Debug Logging (v0.4 SCM)

ZeroProofML v0.4 keeps logging lightweight: the core trainer exposes a per-step log_hook callback, and most examples rely on standard Python logging / printing.

Python logging basics

import logging
logging.basicConfig(level=logging.INFO)
logging.getLogger("zeroproof").setLevel(logging.INFO)
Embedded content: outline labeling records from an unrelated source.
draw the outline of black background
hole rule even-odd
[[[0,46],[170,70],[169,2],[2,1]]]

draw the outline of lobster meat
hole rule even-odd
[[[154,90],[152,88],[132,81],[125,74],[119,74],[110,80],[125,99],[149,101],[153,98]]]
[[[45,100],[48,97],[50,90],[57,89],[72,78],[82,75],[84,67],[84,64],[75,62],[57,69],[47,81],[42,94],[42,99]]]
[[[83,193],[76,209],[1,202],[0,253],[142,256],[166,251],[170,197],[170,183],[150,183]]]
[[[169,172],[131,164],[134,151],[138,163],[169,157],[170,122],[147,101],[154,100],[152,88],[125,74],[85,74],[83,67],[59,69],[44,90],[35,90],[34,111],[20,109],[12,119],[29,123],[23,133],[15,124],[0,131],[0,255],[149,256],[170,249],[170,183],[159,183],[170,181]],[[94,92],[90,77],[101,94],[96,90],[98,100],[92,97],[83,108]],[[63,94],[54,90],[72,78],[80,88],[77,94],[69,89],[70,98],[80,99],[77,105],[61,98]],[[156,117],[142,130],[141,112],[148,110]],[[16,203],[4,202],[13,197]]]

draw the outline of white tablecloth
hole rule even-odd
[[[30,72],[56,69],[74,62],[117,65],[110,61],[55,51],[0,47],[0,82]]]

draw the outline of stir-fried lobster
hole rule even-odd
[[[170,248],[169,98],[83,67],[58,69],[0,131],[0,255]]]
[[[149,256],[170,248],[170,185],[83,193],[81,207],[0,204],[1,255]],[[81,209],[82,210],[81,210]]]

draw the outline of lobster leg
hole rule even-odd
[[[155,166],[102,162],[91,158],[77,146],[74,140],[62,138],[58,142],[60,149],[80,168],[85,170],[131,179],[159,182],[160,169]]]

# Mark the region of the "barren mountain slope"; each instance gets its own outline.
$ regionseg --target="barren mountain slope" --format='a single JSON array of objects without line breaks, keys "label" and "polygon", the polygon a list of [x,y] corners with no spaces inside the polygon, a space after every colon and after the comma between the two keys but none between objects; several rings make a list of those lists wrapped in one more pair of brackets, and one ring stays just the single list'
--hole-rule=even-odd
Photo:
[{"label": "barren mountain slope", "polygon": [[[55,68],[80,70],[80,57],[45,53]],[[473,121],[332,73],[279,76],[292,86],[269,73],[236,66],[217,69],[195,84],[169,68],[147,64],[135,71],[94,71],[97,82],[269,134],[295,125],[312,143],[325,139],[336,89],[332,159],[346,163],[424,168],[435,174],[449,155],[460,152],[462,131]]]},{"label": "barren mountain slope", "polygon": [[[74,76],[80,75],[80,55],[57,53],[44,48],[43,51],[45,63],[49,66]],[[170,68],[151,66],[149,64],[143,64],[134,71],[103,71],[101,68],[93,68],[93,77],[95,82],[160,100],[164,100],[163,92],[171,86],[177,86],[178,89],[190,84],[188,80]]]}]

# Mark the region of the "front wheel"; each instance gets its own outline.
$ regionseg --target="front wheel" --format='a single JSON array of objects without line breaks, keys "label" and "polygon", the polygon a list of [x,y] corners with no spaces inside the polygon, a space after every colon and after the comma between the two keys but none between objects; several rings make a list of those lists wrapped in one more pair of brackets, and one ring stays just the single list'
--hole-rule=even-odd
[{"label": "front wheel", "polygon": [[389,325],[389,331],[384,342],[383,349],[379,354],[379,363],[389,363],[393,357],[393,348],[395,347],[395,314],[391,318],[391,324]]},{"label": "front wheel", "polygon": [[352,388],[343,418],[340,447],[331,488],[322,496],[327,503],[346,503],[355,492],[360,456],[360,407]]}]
Capturing per-step metrics from SCMTrainer

zeroproof.training.trainer.TrainingConfig accepts a log_hook(metrics) callable. The trainer calls it with a small dict containing at least: - loss (float) - coverage (float; fraction of non-⊥ predictions) and may also include: - tau_train (float; sampled threshold for the current step) - bottom_frac (float; 1 - coverage) - denom_abs_min, denom_abs_mean (floats; available when the model outputs a projective (P, Q) tuple)

JSONL logger

from zeroproof.training.trainer import TrainingConfig
from zeroproof.utils.logging import JsonlLogger

cfg = TrainingConfig(log_hook=JsonlLogger("runs/scm_train_metrics.jsonl"))

TensorBoard logger

from zeroproof.training.trainer import TrainingConfig
from zeroproof.utils.logging import TensorBoardLogger

cfg = TrainingConfig(log_hook=TensorBoardLogger("runs/tensorboard"))

Loading JSONL logs

Read the JSONL file back into memory:

from zeroproof.utils.logging import read_jsonl

records = read_jsonl("runs/scm_train_metrics.jsonl")

If you have pandas installed, load it as a DataFrame:

from zeroproof.utils.logging import jsonl_to_dataframe

df = jsonl_to_dataframe("runs/scm_train_metrics.jsonl")

Minimal manual example (JSONL)

import json
from pathlib import Path

from zeroproof.training.trainer import TrainingConfig, SCMTrainer

log_path = Path("runs/scm_train_metrics.jsonl")
log_path.parent.mkdir(parents=True, exist_ok=True)

def log_hook(metrics):
    with log_path.open("a", encoding="utf-8") as fh:
        fh.write(json.dumps({k: (float(v) if hasattr(v, "__float__") else v) for k, v in metrics.items()}) + "\n")

cfg = TrainingConfig(log_hook=log_hook)
# trainer = SCMTrainer(..., config=cfg)
# trainer.fit()

Debugging propagation

  • For Torch layers, inspect bottom_mask directly (e.g., from SCMRationalLayer.forward).
  • For vectorised backends (zeroproof.scm.ops), log both (payload, mask); the payload is intentionally zeroed at mask=True positions to keep tensor math stable.